Walking Through Existence with Some Fly Kicks was about my frustration hauling junk when a customer questioned if I was strong enough to lift a metal desk. Writing it out gave me the ego check that it wasn't about my abilities, it was about putting myself in her shoes, understanding she was more worried about her home being damaged.
Collecting So Easy a Caveman Could Do It was a retrospective on the amount of crap I collected from my days junk-hauling and the realization I needed to make that I was hoarding too tightly things I didn't have any passion to fight to keep.
How to Experience the Dream of the Waking World was one of my best. I enjoyed writing it. It was about coming to terms with my emotions, whether I was feeling down or ecstatic, and understanding it was all ok in this dream of a life.

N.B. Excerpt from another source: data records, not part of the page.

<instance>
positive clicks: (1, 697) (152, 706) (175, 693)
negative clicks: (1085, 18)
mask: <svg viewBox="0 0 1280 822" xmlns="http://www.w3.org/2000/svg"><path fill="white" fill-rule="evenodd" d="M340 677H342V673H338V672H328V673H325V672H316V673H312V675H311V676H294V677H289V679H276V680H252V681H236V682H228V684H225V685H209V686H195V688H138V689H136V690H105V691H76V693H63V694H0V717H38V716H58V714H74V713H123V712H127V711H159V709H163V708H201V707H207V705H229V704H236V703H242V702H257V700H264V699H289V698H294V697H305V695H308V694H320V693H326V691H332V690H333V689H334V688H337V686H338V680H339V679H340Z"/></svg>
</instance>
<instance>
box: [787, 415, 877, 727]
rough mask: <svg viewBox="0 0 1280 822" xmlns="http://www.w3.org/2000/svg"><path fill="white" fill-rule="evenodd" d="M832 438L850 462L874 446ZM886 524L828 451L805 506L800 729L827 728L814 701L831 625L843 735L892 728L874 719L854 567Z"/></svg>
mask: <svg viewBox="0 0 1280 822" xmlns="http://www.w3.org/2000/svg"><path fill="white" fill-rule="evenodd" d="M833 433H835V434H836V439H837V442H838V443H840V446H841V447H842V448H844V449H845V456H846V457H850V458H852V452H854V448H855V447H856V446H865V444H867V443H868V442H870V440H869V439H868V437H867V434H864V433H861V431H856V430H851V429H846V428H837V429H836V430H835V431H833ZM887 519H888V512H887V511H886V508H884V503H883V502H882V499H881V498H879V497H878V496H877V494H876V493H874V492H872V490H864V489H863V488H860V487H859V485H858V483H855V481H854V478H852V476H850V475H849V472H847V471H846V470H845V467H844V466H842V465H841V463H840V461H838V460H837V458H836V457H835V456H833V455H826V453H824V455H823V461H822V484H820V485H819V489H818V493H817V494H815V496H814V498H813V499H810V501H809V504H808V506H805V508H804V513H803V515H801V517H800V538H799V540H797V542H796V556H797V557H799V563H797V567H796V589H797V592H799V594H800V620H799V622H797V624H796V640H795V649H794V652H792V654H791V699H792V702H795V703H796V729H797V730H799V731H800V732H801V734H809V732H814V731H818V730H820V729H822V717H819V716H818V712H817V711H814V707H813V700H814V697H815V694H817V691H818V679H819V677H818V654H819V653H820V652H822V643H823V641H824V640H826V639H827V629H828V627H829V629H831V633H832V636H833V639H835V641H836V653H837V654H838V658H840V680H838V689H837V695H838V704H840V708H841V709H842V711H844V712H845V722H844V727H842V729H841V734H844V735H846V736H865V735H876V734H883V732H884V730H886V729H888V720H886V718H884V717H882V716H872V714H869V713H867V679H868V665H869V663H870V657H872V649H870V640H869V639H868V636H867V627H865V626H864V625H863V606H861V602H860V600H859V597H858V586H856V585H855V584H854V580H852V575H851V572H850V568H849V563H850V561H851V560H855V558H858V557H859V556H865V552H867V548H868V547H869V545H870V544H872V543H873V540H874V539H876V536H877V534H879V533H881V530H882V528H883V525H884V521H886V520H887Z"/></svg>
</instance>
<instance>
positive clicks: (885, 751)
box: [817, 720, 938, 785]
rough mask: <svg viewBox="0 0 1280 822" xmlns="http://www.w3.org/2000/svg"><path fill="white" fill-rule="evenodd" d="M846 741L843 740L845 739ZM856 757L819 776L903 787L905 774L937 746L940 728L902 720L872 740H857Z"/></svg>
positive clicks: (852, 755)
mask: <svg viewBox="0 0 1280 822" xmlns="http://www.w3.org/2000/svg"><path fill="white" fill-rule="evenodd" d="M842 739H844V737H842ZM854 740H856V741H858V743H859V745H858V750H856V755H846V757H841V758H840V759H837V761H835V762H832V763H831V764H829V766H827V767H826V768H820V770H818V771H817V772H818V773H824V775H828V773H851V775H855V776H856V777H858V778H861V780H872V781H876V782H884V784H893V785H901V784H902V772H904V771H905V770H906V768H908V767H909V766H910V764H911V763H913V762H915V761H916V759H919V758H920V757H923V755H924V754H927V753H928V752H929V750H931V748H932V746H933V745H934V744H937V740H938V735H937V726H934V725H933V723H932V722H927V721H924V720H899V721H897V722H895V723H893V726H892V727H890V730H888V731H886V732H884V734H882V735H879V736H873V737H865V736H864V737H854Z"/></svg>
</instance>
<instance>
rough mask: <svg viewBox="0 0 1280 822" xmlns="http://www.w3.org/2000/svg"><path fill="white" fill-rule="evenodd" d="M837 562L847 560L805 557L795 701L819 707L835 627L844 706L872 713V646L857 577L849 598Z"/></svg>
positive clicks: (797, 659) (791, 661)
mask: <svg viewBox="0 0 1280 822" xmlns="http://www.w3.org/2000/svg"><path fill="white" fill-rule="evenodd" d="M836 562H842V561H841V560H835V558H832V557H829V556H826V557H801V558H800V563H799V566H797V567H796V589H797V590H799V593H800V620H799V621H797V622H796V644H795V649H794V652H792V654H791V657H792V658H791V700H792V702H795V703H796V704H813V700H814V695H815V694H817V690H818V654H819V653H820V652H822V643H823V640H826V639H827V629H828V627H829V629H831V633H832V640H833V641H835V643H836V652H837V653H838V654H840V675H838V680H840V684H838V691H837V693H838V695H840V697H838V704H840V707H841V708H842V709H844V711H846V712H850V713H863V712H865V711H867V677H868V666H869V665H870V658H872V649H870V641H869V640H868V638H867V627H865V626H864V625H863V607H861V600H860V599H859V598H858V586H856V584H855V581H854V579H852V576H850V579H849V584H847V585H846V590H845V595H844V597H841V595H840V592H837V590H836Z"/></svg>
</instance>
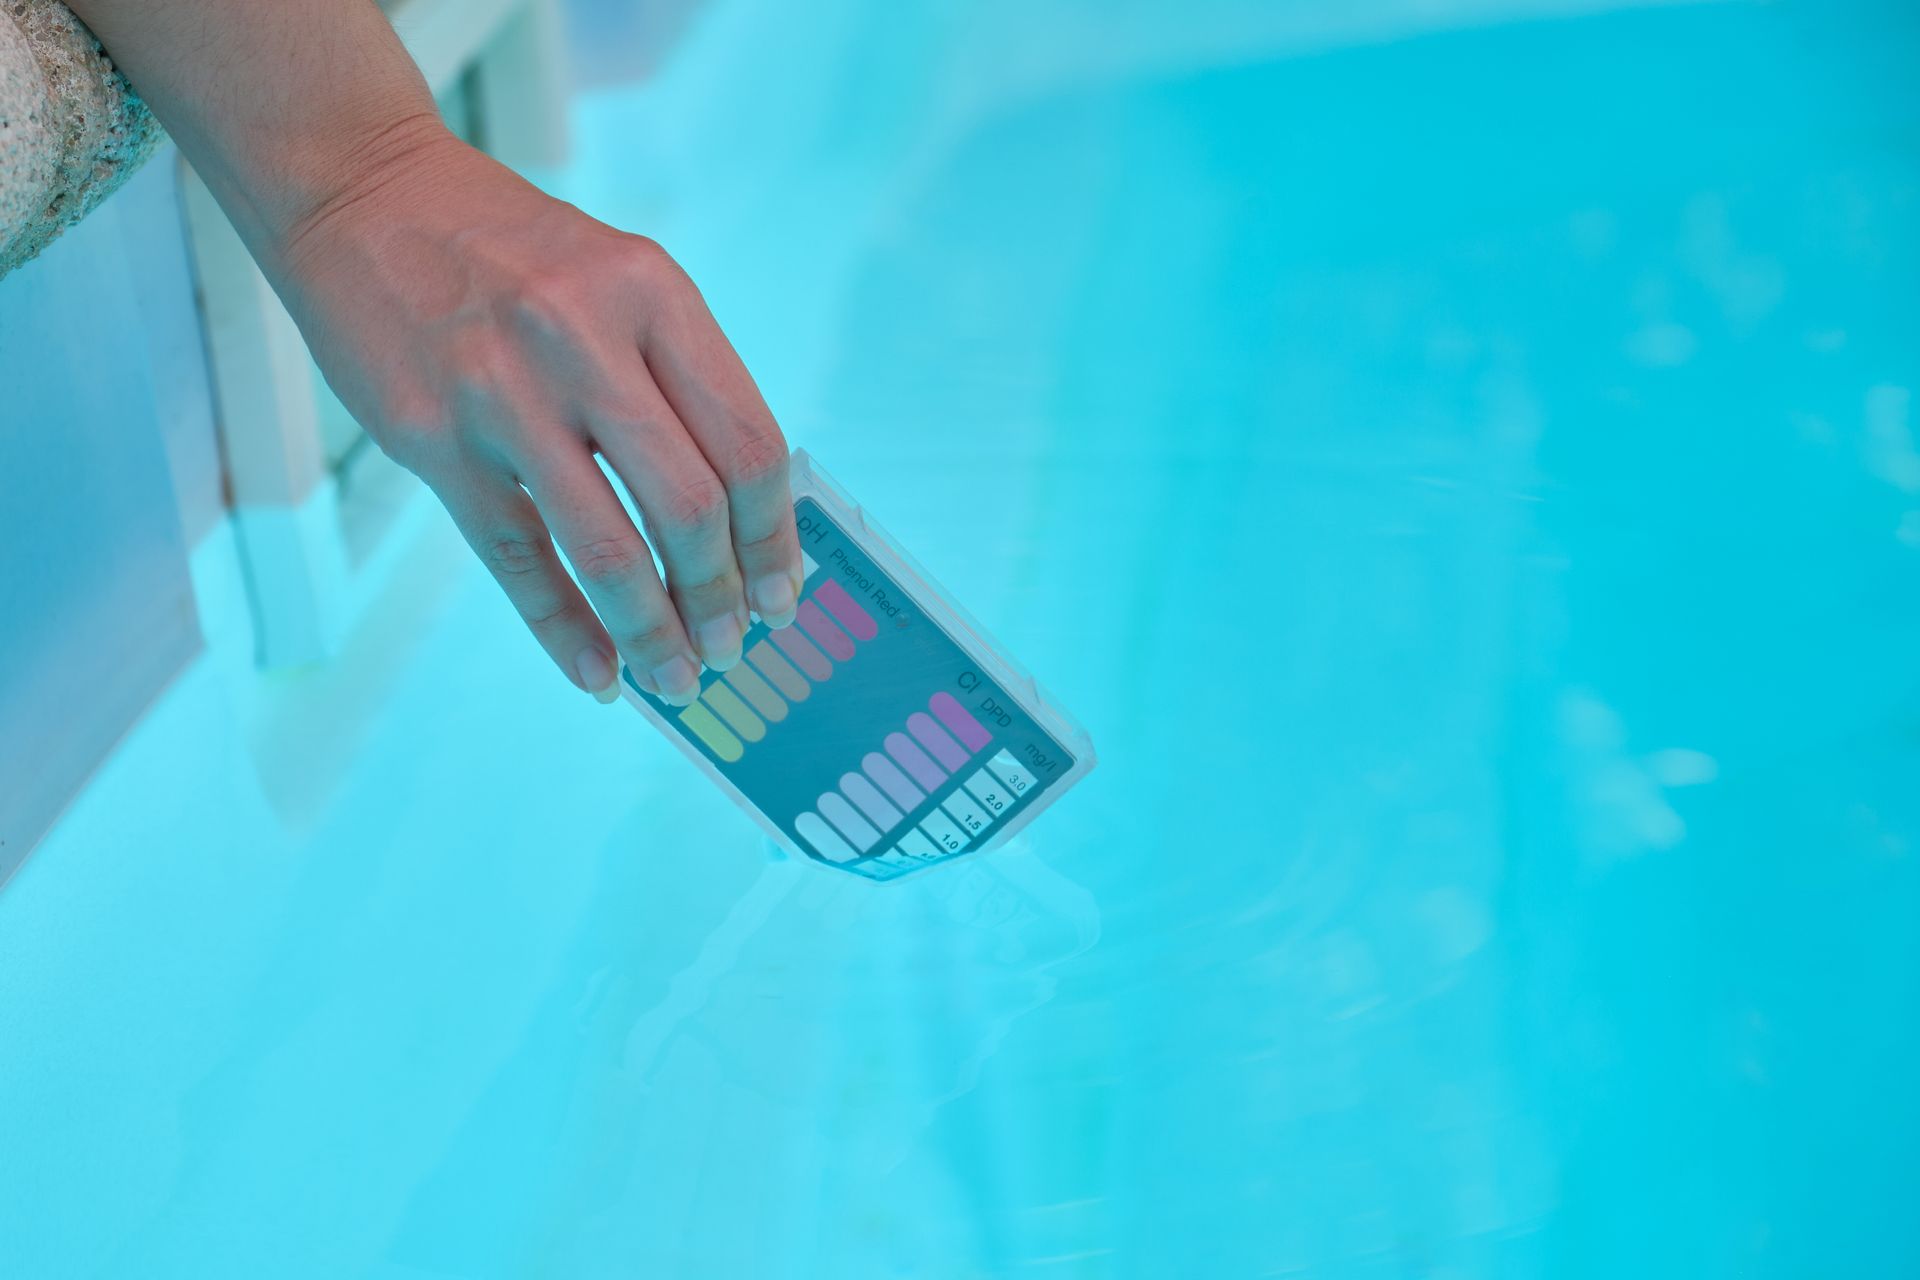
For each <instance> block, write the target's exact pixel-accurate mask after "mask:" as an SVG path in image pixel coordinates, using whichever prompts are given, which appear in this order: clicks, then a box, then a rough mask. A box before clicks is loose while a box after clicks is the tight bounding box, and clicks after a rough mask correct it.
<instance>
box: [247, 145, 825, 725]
mask: <svg viewBox="0 0 1920 1280" xmlns="http://www.w3.org/2000/svg"><path fill="white" fill-rule="evenodd" d="M261 261H263V265H265V267H267V271H269V274H271V276H275V284H276V288H278V290H280V296H282V297H284V299H286V303H288V309H290V311H292V313H294V319H296V320H298V322H300V328H301V332H303V334H305V338H307V344H309V345H311V349H313V355H315V361H317V363H319V367H321V370H323V372H324V374H326V382H328V384H330V386H332V388H334V391H336V393H338V395H340V399H342V403H346V407H348V409H349V411H351V413H353V416H355V418H357V420H359V422H361V424H363V426H365V428H367V434H369V436H372V439H374V441H376V443H378V445H380V447H382V449H384V451H386V453H388V455H390V457H394V459H396V461H397V462H401V464H403V466H407V468H409V470H413V472H415V474H417V476H420V480H424V482H426V484H428V486H430V487H432V489H434V493H436V495H438V497H440V501H442V503H445V507H447V512H451V516H453V522H455V524H457V526H459V530H461V533H463V535H465V537H467V541H468V543H470V545H472V549H474V553H476V555H478V557H480V558H482V562H486V566H488V568H490V570H492V572H493V578H495V580H499V585H501V587H503V589H505V591H507V597H509V599H511V601H513V604H515V608H518V612H520V616H522V618H524V620H526V626H528V628H530V629H532V631H534V635H536V637H538V639H540V643H541V647H543V649H545V651H547V654H549V656H551V658H553V660H555V662H557V664H559V668H561V670H563V672H566V676H568V677H570V679H574V683H578V685H580V687H582V689H586V691H588V693H593V695H595V697H599V699H601V700H603V702H611V700H614V699H616V697H618V685H616V670H618V664H616V652H618V658H624V660H626V664H628V666H630V668H632V670H634V676H636V679H637V681H639V683H641V685H643V687H645V689H649V691H651V693H657V695H660V697H662V699H666V700H670V702H674V704H687V702H691V700H693V699H695V697H697V695H699V672H701V662H705V664H707V666H712V668H714V670H728V668H730V666H733V664H735V662H737V660H739V654H741V637H743V635H745V629H747V622H749V618H747V610H749V606H751V608H753V610H756V612H758V614H760V616H762V618H764V620H766V622H768V624H770V626H776V628H780V626H787V624H791V622H793V614H795V606H797V601H799V587H801V551H799V537H797V535H795V528H793V507H791V497H789V491H787V445H785V439H783V438H781V434H780V428H778V426H776V422H774V416H772V413H768V409H766V403H764V401H762V399H760V393H758V390H756V388H755V384H753V378H751V376H749V374H747V368H745V367H743V365H741V361H739V357H737V355H735V353H733V347H732V345H730V344H728V340H726V336H724V334H722V332H720V326H718V324H716V322H714V319H712V315H710V313H708V311H707V303H705V301H703V299H701V296H699V292H697V290H695V288H693V282H691V280H689V278H687V276H685V273H682V271H680V267H678V265H676V263H674V261H672V259H670V257H668V255H666V253H664V251H662V249H660V248H659V246H657V244H653V242H651V240H643V238H639V236H630V234H622V232H618V230H614V228H611V226H605V225H603V223H597V221H593V219H589V217H588V215H584V213H580V211H578V209H574V207H572V205H566V203H563V201H557V200H553V198H549V196H545V194H541V192H540V190H536V188H534V186H530V184H528V182H524V180H520V178H518V177H515V175H513V173H511V171H507V169H503V167H501V165H497V163H493V161H492V159H488V157H486V155H482V154H480V152H474V150H472V148H468V146H465V144H463V142H459V140H455V138H453V136H451V134H447V132H445V130H444V129H442V127H440V125H438V123H430V121H419V123H409V125H407V127H403V129H396V130H392V132H390V134H386V136H382V138H380V140H378V144H376V146H372V148H367V154H365V155H363V157H361V159H359V161H357V163H355V171H353V173H351V175H348V177H346V178H344V180H342V182H340V186H338V192H336V194H334V196H332V198H328V200H326V201H321V203H317V205H315V207H313V209H311V211H307V213H305V215H303V217H301V219H300V221H298V223H296V225H290V226H288V228H286V230H284V234H278V236H275V240H273V244H271V246H267V251H265V253H261ZM595 453H599V457H603V459H607V462H609V466H611V468H612V470H614V474H616V476H618V478H620V480H622V484H624V486H626V489H628V493H630V495H632V497H634V503H636V507H637V509H639V512H641V518H643V520H641V528H636V524H634V520H632V518H630V516H628V512H626V509H624V507H622V503H620V499H618V497H616V493H614V489H612V486H611V484H609V482H607V478H605V474H603V472H601V468H599V464H597V461H595ZM641 530H645V537H643V533H641ZM649 541H651V545H653V549H655V551H657V553H659V558H660V562H662V564H664V568H666V580H664V583H662V581H660V576H659V574H657V570H655V562H653V555H651V553H649ZM555 543H559V549H561V551H563V553H564V555H566V560H568V562H570V564H572V568H574V574H578V580H580V587H586V595H584V597H582V591H580V587H576V585H574V581H572V580H570V578H568V574H566V572H564V568H563V566H561V560H559V557H557V555H555ZM589 601H591V606H589Z"/></svg>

Writing is just as it is when I found Henry Rollins on YouTube. It is always a struggle, it is always a challenge. It is putting my world down into words. When it comes to content, though, I have to like what I do. I couldn't write it if I didn't. I would start smashing keyboards again.
It couldn't have been good to just sit and devour clip after clip either. Experimenting with life and not just words has to inform my writing. It is the reason the posts where I observe and experience my cross-country roadtrip, coping with the deaths of loved ones, or moving to Brooklyn have been the most appetizing for me and my audience. It makes me more of a real person having something going on than to simply be a brain on a stick. Anyone with some patience to put words down can do that. It has to be a search for me.
In the words of Rollins, I'm only fucking up because I'm human. Writing helps me sort it out and move on. And in that way there is always material and always an audience.